26 FEBRUARI 2010. - Besluit van de Vlaamse Regering houdende de algemene bepalingen die van toepassing zijn op de erkende organisaties voor autonoom vrijwilligerswerk en de organisaties met ingebouwd vrijwilligerswerk(NOTA : Raadpleging van vroegere versies vanaf 19-03-2010 en tekstbijwerking tot 26-10-2023)
HOOFDSTUK I. - Definities
Art. 1
HOOFDSTUK II. - Rekrutering, onthaal en vorming
Art. 2-5
HOOFDSTUK III. - Afsprakennota
Art. 6-8
HOOFDSTUK IV. - Verzekering
Art. 9
HOOFDSTUK IV/1. [1 Ondersteuning ]1
Art. 9/1, 9/2, 9/3, 9/4, 9/5, 9/6, 9/7, 9/8, 9/9, 9/10, 9/11
HOOFDSTUK V. - Slotbepalingen
Art. 9/12, 10-12
HOOFDSTUK I. - Definities
Artikel 1.In dit besluit wordt verstaan onder :
[1 1° administratie: de administratie van het departement;
1° /1 beleidsdomein Welzijn, Volksgezondheid en Gezin: het beleidsdomein, vermeld in artikel 8 van het besluit van de Vlaamse Regering van 3 juni 2005 met betrekking tot de organisatie van de Vlaamse administratie;]1
[1 1°/2]1 decreet : het decreet van 3 april 2009 betreffende het georganiseerde vrijwilligerswerk in het beleidsdomein Welzijn, Volksgezondheid en Gezin;
[1 1° /3 departement: het Departement, vermeld in artikel 2, eerste lid, van het besluit van de Vlaamse Regering van 12 mei 2023 over het Departement Zorg;
1° /4: minister: Vlaams minister van Welzijn, Volksgezondheid en Gezin;]1
2° organisatie : een organisatie voor autonoom vrijwilligerswerk die erkend is conform hoofdstuk III, afdeling I, van het decreet, of een organisatie met ingebouwd vrijwilligerswerk.
[1 3° secretaris-generaal: het personeelslid dat belast is met de leiding van het departement.]1
----------
(1)<BVR 2023-09-15/26, art. 1, 002; Inwerkingtreding : 05-11-2023>
HOOFDSTUK II. - Rekrutering, onthaal en vorming
Art.2. De organisatie rekruteert vrijwilligers.
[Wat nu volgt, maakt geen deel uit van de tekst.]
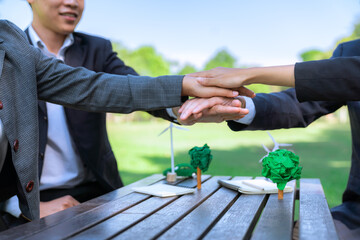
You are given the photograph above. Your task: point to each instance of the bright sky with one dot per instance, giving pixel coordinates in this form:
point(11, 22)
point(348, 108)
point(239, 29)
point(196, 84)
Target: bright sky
point(260, 32)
Ze mag daarbij niemand discrimineren op grond van ras, nationaliteit, geslacht, geloof, leeftijd of levensovertuiging.
Art.3. Voor de organisatie met de kandidaat-vrijwilligers een afsprakennota als vermeld in artikel 5 van het decreet, opstelt, voert ze met ieder van hen een verkennend gesprek. Daarin wordt toelichting gegeven over de afsprakennota en worden persoonlijke afspraken gemaakt.
Art.4. Als de vrijwilligers hun activiteiten aanvatten, zorgt de organisatie voor een basisopleiding, waarin de verschillende aspecten van de uit te voeren activiteiten worden belicht. Die opleiding kan individueel of in groep plaatsvinden. Ze kan de vorm van een stage aannemen.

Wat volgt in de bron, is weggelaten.